= Bob Richards (musician) =

Bob Richards is a Welsh-born drummer, best known for his tenures in the bands Man and Asia. In the early 1990s, Richards played in Adrian Smith's solo band during his time out of Iron Maiden. Richards later had Smith record a guitar solo on his current cover band's first album. Richards is endorsed by Paiste cymbals and Agner drum sticks from his time with Smith.

From 1997 to 2008, he played with Man and appeared on five albums: Endangered Species, Down Town Live, Undrugged, Diamonds and Coal and Kingdom of Noise. In 2014, Richards worked with AC/DC when he filled in for the long-term drummer Phil Rudd during his trial and appeared in several music videos. Richards currently tours and records with the Welsh rock band, Buck & Evans. The guitarist Chris Buck, from Caerphilly, has collaborated with Slash, joining him on stage as well as being picked up by former Guns N' Roses manager Alan Niven.

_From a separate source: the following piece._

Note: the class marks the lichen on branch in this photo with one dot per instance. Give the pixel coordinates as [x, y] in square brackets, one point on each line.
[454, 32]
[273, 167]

Richards also plays in "Son of Man", with the guitarist George Jones (former Man member and son of Micky Jones), Richie Galloni (vocals), Marco James (keyboards) and Ray Jones (bass guitar) from the Welsh band Sassafras and Glenn Quinn (guitar) from Tigertailz. Richards has also worked with Dave Edmunds, Andy Fairweather Low, Paul Chapman (UFO), Mikel Japp (KISS), Tony Mills (TNT), Carl Sentence (Krokus, Geezer Butler, Don Airey) and played on the title track of the MGM film, Agent Cody Banks 2: Destination London..

Additionally Richards plays with Classic Rock band Atack with Keith Atack (Child), Lee Small (Sweet), Chris Childs (Thunder) and Nick Foley (Handsome Beasts).